I write to beg forgiveness. It’s too little, too late, I know, but since I cannot tell Berni—and many others—that I am sorry for what I’ve done, I will tell you.

Every day I’m consumed with regret. I consider small decisions, small mistakes. When I stayed at St. Luisa’s instead of climbing into Sonje’s car. When I shouted you out of the Eislers’ courtyard instead of accepting your apology. When I found your address I faced another decision. Would I write to Anita and explain, burden her with my apology, or remain silent? Would I ask what happened to Berni or stay forever in the dark? I know it is no good to open old wounds, but I choose to ask.

All these years I’ve been able to think of nothing but Berni. I wonder if you feel the same. You knew her better than I did. You were her true sister. There is so much I would tell her if she were alive. I’d tell her I loved her, first, and I would do my best to explain what happened between Klaus and myself.

Please accept my gratitude, Anita, for all you did for Berni that I couldn’t. If you are willing to correspond, I’ll write again. If not, I will disappear.

Should we never speak again, I wish you the very, very best.

Grete

The record player whirred and whirred; it had reached the end of Side A.

Janeen’s entire body tingled. There it was, in black ink: Klaus Eisler, also known as Henry Klein. The man in the newspaper. The man Anita had pretended not to know.

Janeen felt sick. Why would her mother have lied about knowing him—an officer in the SS? Had he been her mother’s boyfriend? Or worse, had he been her—Janeen’s stomach lurched—colleague? She’d heard her mother say before, in passing, that the Nazis had been able to seize the minds of all kinds of people. What if she’d been talking about herself?

Janeen sat up shakily.
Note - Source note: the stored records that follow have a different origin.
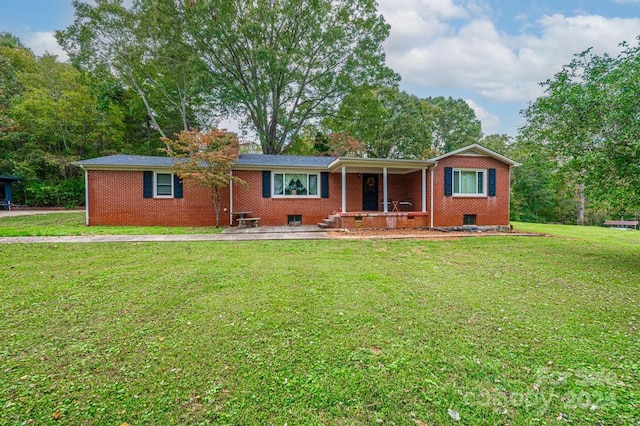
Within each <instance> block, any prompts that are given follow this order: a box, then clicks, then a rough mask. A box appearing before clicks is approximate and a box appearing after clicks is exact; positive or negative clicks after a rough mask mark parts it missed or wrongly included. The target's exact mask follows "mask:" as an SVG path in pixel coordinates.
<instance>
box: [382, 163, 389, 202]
mask: <svg viewBox="0 0 640 426" xmlns="http://www.w3.org/2000/svg"><path fill="white" fill-rule="evenodd" d="M387 195H388V192H387V168H386V167H383V168H382V198H383V199H384V202H383V205H384V210H383V211H384V212H385V213H388V212H389V205H388V202H389V200H388V196H387Z"/></svg>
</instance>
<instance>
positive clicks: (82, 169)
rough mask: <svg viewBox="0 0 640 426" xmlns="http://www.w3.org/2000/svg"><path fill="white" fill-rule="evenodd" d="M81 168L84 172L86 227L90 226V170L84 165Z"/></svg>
mask: <svg viewBox="0 0 640 426" xmlns="http://www.w3.org/2000/svg"><path fill="white" fill-rule="evenodd" d="M80 168H81V169H82V170H84V211H85V213H84V216H85V218H84V222H85V225H87V226H89V170H87V169H85V168H84V166H82V165H81V166H80Z"/></svg>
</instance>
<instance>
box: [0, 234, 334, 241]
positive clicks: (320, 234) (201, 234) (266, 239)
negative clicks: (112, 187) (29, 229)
mask: <svg viewBox="0 0 640 426" xmlns="http://www.w3.org/2000/svg"><path fill="white" fill-rule="evenodd" d="M331 238H334V237H332V236H331V235H329V233H326V232H325V233H319V232H295V233H293V232H268V233H267V232H261V233H254V234H238V233H234V234H225V233H223V234H174V235H78V236H65V237H0V244H16V243H26V244H33V243H53V244H58V243H151V242H185V241H258V240H327V239H331Z"/></svg>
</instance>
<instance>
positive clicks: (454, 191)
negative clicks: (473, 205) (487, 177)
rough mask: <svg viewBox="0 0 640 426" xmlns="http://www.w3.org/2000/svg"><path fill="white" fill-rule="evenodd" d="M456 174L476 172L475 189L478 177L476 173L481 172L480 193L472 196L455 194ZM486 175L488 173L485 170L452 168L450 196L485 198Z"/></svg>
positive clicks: (477, 181)
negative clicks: (470, 172) (455, 183)
mask: <svg viewBox="0 0 640 426" xmlns="http://www.w3.org/2000/svg"><path fill="white" fill-rule="evenodd" d="M456 172H476V188H477V185H478V184H477V182H478V175H477V172H483V173H482V193H480V192H475V193H473V194H461V193H458V192H456V184H455V182H456V179H455V173H456ZM487 175H488V171H487V169H459V168H454V169H453V173H452V175H451V186H452V187H453V188H452V191H451V192H452V194H453V196H454V197H486V196H487Z"/></svg>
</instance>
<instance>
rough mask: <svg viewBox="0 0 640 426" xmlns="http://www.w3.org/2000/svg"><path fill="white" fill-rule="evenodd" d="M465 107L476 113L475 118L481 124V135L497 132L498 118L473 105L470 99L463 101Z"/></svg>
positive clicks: (495, 132) (485, 109)
mask: <svg viewBox="0 0 640 426" xmlns="http://www.w3.org/2000/svg"><path fill="white" fill-rule="evenodd" d="M464 101H465V102H466V103H467V105H469V106H470V107H471V109H472V110H473V111H474V112H475V113H476V117H477V118H478V120H480V122H481V123H482V133H484V134H485V135H488V134H491V133H496V132H498V128H499V126H500V118H498V116H497V115H493V114H491V113H490V112H489V111H487V110H486V109H484V108H482V107H481V106H480V105H478V104H477V103H475V102H474V101H473V100H471V99H465V100H464Z"/></svg>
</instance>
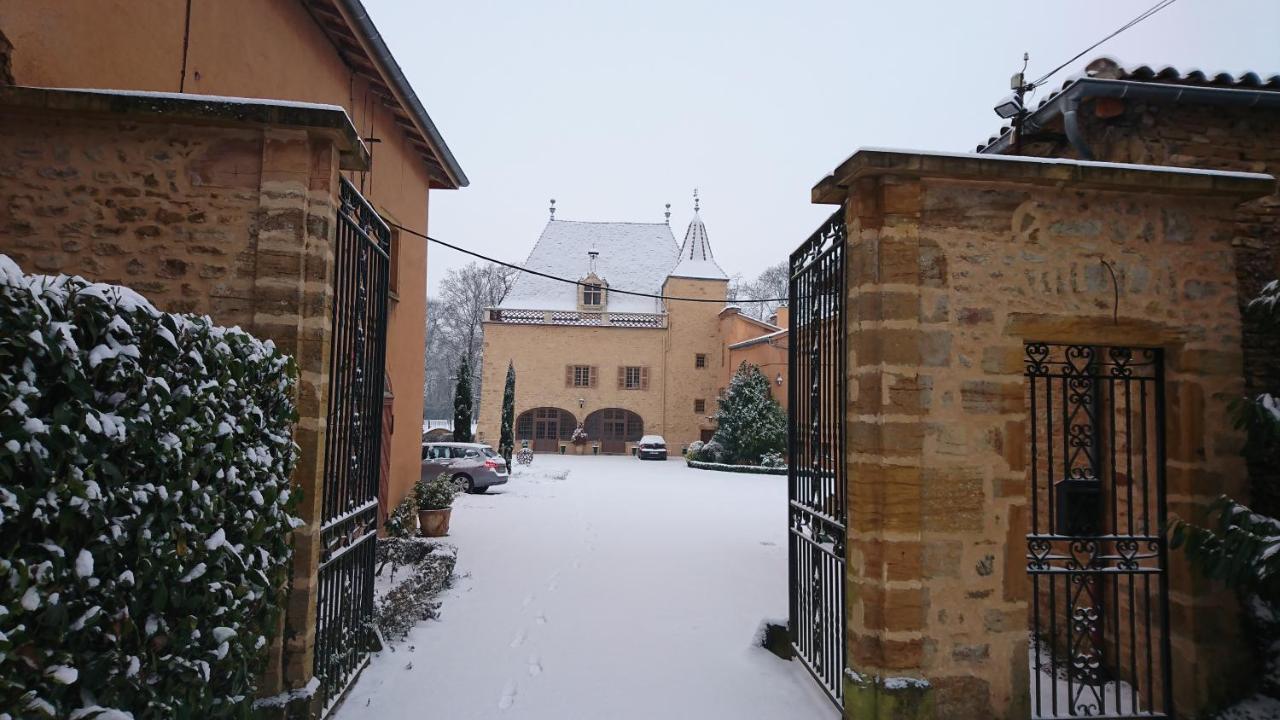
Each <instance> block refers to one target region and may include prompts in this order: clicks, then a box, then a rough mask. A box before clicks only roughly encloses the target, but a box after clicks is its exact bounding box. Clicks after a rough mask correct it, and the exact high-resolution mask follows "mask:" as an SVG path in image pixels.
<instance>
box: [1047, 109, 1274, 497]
mask: <svg viewBox="0 0 1280 720" xmlns="http://www.w3.org/2000/svg"><path fill="white" fill-rule="evenodd" d="M1079 118H1080V129H1082V135H1083V137H1084V138H1085V141H1087V142H1088V145H1089V149H1091V150H1092V154H1093V156H1094V159H1097V160H1106V161H1112V163H1140V164H1151V165H1172V167H1184V168H1210V169H1216V170H1247V172H1256V173H1271V174H1276V173H1280V110H1267V109H1245V108H1220V106H1210V105H1196V104H1161V102H1152V101H1121V100H1112V99H1107V100H1097V101H1091V102H1085V104H1084V105H1083V108H1082V111H1080V114H1079ZM1024 154H1028V155H1039V156H1062V158H1070V156H1074V151H1073V150H1071V147H1070V146H1065V145H1059V143H1043V142H1033V143H1028V145H1025V146H1024ZM1235 213H1236V214H1235V237H1234V238H1233V241H1231V242H1233V246H1234V249H1235V263H1236V282H1238V284H1239V292H1238V297H1239V301H1240V302H1242V304H1243V302H1247V301H1248V300H1249V299H1252V297H1256V296H1257V295H1258V291H1261V290H1262V286H1265V284H1266V283H1267V282H1270V281H1272V279H1276V278H1280V193H1276V192H1274V193H1270V195H1267V196H1263V197H1260V199H1256V200H1251V201H1247V202H1243V204H1242V205H1240V206H1239V208H1238V209H1236V211H1235ZM1242 340H1243V342H1242V347H1243V351H1244V368H1245V387H1247V388H1248V389H1249V391H1253V392H1263V391H1271V392H1275V391H1276V389H1277V388H1280V338H1276V336H1275V333H1274V332H1267V329H1266V328H1265V327H1263V324H1262V323H1257V322H1252V320H1251V319H1249V318H1248V316H1245V318H1244V333H1243V338H1242ZM1249 477H1251V479H1252V487H1251V496H1252V497H1251V502H1252V503H1253V506H1254V507H1256V509H1258V510H1261V511H1263V512H1267V514H1268V515H1280V459H1276V457H1270V459H1263V460H1261V461H1256V462H1253V464H1251V466H1249Z"/></svg>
She unwrapped a root beer barrel from a cut-glass bowl on the bookshelf and sucked it to think. She read the note again, then a third time. Anita had stood in the Eislers’ courtyard. She’d been a “true sister” to someone named Berni. Janeen found herself feeling oddly jealous. Her mother had lived an entire life without her, one she knew absolutely nothing about.

She bit the candy in half, grinding it smooth against her molars, and tore a page from her notebook. She wrote very little, so that she would not reveal her limited German:

Dear Grete,

I will listen. That is all I can promise. I’ll look for your letter.

Anita

Janeen read it over and nodded. It was the only way to find out the truth—she couldn’t ask her mother. This woman would respond and confirm that Anita had been no Nazi. Of that Janeen felt certain. Almost certain.

This was how she justified sealing the envelope. Before she could change her mind, she ran the reply down to the mailbox. She waited, breathing heavily, until she saw the mailman loop back around, drawn by the raised red flag.